La guerra è un frullatore orribile e così è accaduto che dal buco nero del conflitto in Ucraina sia saltato fuori un personaggio che già conoscevano ma di cui non si erano capiti fino in fondo intenzioni e responsabilità. Si chiama Yevghenij Prigozin ed è il capo della private military company Wagner, l’esercito di mercenari che affianca quello ufficiale della Russia nella guerra in Ucraina.
È lui che fra il 23 e il 24 giugno, dopo attacchi ripetuti ai vertici delle forze armate russe, in particolare al Capo di Stato Maggiore Gerasimov, e al Ministro della difesa Shugoj, accusati di non collaborare e anzi di sabotare la Wagner, ha deciso di puntare addirittura sulla capitale, su Mosca e dunque sul Kremlino, per rivendicare I diritti dei suoi soldati rispetto alla minaccia di essere abbandonati o addirittura sciolti.

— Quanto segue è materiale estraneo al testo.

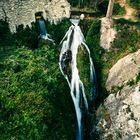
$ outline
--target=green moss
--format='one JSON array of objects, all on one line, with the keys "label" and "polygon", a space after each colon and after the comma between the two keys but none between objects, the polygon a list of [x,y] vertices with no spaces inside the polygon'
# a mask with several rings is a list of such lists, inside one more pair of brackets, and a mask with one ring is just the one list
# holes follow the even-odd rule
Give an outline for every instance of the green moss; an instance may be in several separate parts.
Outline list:
[{"label": "green moss", "polygon": [[57,46],[22,47],[2,56],[1,140],[73,139],[74,109],[56,52]]}]

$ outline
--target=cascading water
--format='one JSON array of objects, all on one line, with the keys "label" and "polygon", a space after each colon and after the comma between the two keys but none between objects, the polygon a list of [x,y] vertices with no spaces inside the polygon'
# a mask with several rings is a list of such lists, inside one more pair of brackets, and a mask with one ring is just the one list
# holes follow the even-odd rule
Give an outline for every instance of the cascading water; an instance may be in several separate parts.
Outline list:
[{"label": "cascading water", "polygon": [[[74,103],[76,118],[77,118],[77,140],[83,140],[83,122],[82,122],[82,108],[81,100],[83,99],[84,107],[86,112],[88,112],[88,102],[85,94],[84,84],[81,81],[77,68],[77,53],[79,47],[85,47],[89,54],[90,61],[90,82],[91,82],[91,91],[90,96],[91,100],[94,99],[96,93],[96,76],[95,70],[90,56],[90,50],[85,44],[85,39],[83,33],[78,26],[78,19],[71,19],[71,27],[65,34],[64,38],[61,41],[62,49],[59,58],[59,67],[60,70],[68,82],[70,87],[70,94]],[[71,74],[67,73],[68,64],[71,67]]]}]

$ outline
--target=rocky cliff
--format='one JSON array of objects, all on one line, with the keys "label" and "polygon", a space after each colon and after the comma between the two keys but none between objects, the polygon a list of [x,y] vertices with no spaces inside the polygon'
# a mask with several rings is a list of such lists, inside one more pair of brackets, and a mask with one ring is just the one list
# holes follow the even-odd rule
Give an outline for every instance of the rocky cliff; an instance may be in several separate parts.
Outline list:
[{"label": "rocky cliff", "polygon": [[140,50],[120,59],[106,82],[109,96],[97,111],[101,140],[140,140]]},{"label": "rocky cliff", "polygon": [[31,22],[35,21],[35,13],[40,11],[43,12],[44,18],[54,21],[69,17],[70,5],[66,0],[52,0],[51,2],[49,0],[0,1],[0,19],[8,20],[11,31],[16,31],[16,26],[20,24],[30,26]]}]

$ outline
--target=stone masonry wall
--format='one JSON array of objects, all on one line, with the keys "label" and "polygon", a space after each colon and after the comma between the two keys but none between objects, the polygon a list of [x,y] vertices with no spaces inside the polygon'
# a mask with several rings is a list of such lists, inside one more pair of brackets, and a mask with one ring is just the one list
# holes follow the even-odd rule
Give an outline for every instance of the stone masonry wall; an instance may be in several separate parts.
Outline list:
[{"label": "stone masonry wall", "polygon": [[[53,7],[57,7],[54,1],[58,0],[51,0]],[[60,2],[63,1],[65,6],[68,7],[68,11],[70,6],[66,0],[59,0]],[[31,25],[31,22],[35,21],[35,13],[42,11],[44,14],[44,18],[46,17],[45,6],[50,3],[50,0],[0,0],[0,19],[7,20],[10,25],[10,30],[12,32],[16,31],[16,26],[23,24]],[[57,4],[57,3],[56,3]],[[51,5],[51,4],[50,4]],[[58,14],[60,18],[60,12],[64,11],[63,6],[60,6],[61,9],[58,8]],[[52,9],[51,9],[52,10]],[[53,13],[54,11],[50,11]],[[57,15],[55,15],[57,17]],[[69,14],[63,14],[62,17],[68,17]],[[61,17],[61,18],[62,18]],[[53,18],[53,17],[52,17]]]}]

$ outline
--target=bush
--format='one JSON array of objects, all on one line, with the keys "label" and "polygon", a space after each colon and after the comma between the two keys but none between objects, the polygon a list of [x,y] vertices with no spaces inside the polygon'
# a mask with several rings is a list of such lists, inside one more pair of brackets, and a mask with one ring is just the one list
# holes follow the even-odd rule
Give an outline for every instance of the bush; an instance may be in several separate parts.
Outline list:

Ha puntato prima su Rostov, centro logistico e di comando delle truppe impegnate in Ucraina, e l’ha occupata. Si è registrato qualche timido tentativo di fermarlo e sono stati abbattuti degli elicotteri con una quindicina di morti, ma di fatto non c’è stata nessuna opposizione e il gruppo Wagner è andato avanti, sostanzialmente indisturbato.

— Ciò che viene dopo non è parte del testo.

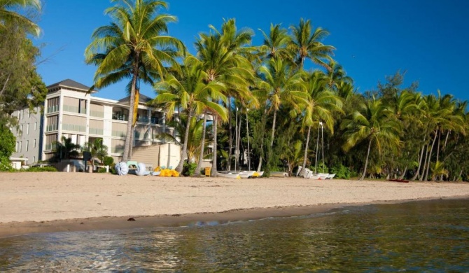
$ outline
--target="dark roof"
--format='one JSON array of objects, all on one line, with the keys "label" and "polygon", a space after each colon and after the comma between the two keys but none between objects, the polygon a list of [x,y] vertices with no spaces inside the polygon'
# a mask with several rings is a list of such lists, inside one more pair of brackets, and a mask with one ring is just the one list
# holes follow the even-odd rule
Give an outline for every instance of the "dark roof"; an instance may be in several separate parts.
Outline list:
[{"label": "dark roof", "polygon": [[59,81],[58,83],[55,83],[54,84],[52,84],[49,86],[48,86],[48,89],[52,89],[55,87],[64,87],[64,88],[69,88],[71,89],[75,89],[75,90],[83,90],[88,92],[90,90],[89,86],[86,86],[83,84],[81,84],[80,83],[77,83],[75,80],[71,80],[69,78],[67,78],[66,80],[64,80],[62,81]]},{"label": "dark roof", "polygon": [[[139,94],[139,103],[145,104],[146,104],[147,102],[150,102],[152,99],[151,99],[150,97],[147,97],[147,96],[146,96],[146,95],[144,95],[141,93],[140,93],[140,94]],[[128,103],[130,102],[130,96],[128,96],[128,97],[126,97],[123,99],[119,99],[119,103],[120,104],[123,104],[123,103],[125,103],[125,102]]]}]

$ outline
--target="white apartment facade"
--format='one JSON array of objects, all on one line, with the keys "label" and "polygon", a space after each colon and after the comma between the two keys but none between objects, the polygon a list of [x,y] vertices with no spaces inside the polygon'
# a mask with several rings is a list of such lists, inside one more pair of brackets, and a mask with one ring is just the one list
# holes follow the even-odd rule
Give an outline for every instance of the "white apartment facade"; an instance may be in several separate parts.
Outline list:
[{"label": "white apartment facade", "polygon": [[[94,97],[96,91],[88,92],[90,88],[72,80],[64,80],[48,86],[48,93],[44,102],[43,115],[38,114],[43,124],[39,130],[39,137],[36,141],[36,148],[31,148],[34,141],[29,134],[24,134],[24,124],[22,135],[16,134],[17,153],[12,157],[20,157],[24,154],[25,141],[29,144],[28,150],[36,161],[47,160],[55,155],[57,141],[62,137],[71,138],[72,142],[83,146],[86,142],[95,139],[102,139],[103,144],[108,146],[108,153],[115,162],[122,158],[125,141],[127,124],[129,118],[129,97],[120,100],[113,100]],[[137,121],[135,125],[134,146],[146,146],[163,142],[160,134],[163,132],[174,134],[174,130],[167,127],[165,115],[161,109],[146,106],[150,99],[140,94]],[[20,112],[20,111],[17,111]],[[18,113],[13,115],[20,115]],[[26,122],[27,120],[24,120]],[[29,132],[31,122],[29,123]],[[36,131],[34,131],[36,132]],[[36,135],[34,135],[36,137]],[[21,144],[21,145],[20,145]],[[33,155],[36,153],[36,155]],[[28,164],[34,161],[28,161]]]},{"label": "white apartment facade", "polygon": [[18,119],[18,126],[12,129],[16,136],[15,153],[12,158],[24,158],[24,164],[34,164],[41,160],[42,148],[43,115],[41,108],[32,111],[22,109],[13,113]]}]

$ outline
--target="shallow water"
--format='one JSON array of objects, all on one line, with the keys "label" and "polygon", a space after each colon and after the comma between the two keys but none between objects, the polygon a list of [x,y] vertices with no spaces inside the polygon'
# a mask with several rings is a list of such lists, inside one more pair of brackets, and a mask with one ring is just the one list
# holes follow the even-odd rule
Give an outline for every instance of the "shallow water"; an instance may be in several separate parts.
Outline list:
[{"label": "shallow water", "polygon": [[469,272],[469,200],[0,239],[0,272]]}]

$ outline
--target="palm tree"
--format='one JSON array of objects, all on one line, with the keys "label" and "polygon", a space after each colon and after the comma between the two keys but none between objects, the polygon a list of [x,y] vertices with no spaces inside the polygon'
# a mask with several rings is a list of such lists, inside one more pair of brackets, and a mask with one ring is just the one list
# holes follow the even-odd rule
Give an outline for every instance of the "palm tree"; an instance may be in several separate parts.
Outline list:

Putin interviene dopo alcune ore di silenzio. Nel discorso non nomina mai Prigozin, parla di terrorismo, di tradimento, di coltellata alle spalle come quella inferta dai bolscevichi nel 1917 all’esercito russo. Chiede unità.
Non si sa bene quanti fossero i militanti della Wagner al seguito di Prigozin, forse venti o venticinquemila, sono arrivati a qualche centinaio di kilometri dalla capitale nello stupore del mondo che non capiva bene che cosa stesse succedendo, quale sconvolgimento fosse in atto e quali conseguenze potessero esserci per l’assetto di una superpotenza mondiale, che tra l’altro, non dimentichiamolo, ha un imponente arsenale atomico.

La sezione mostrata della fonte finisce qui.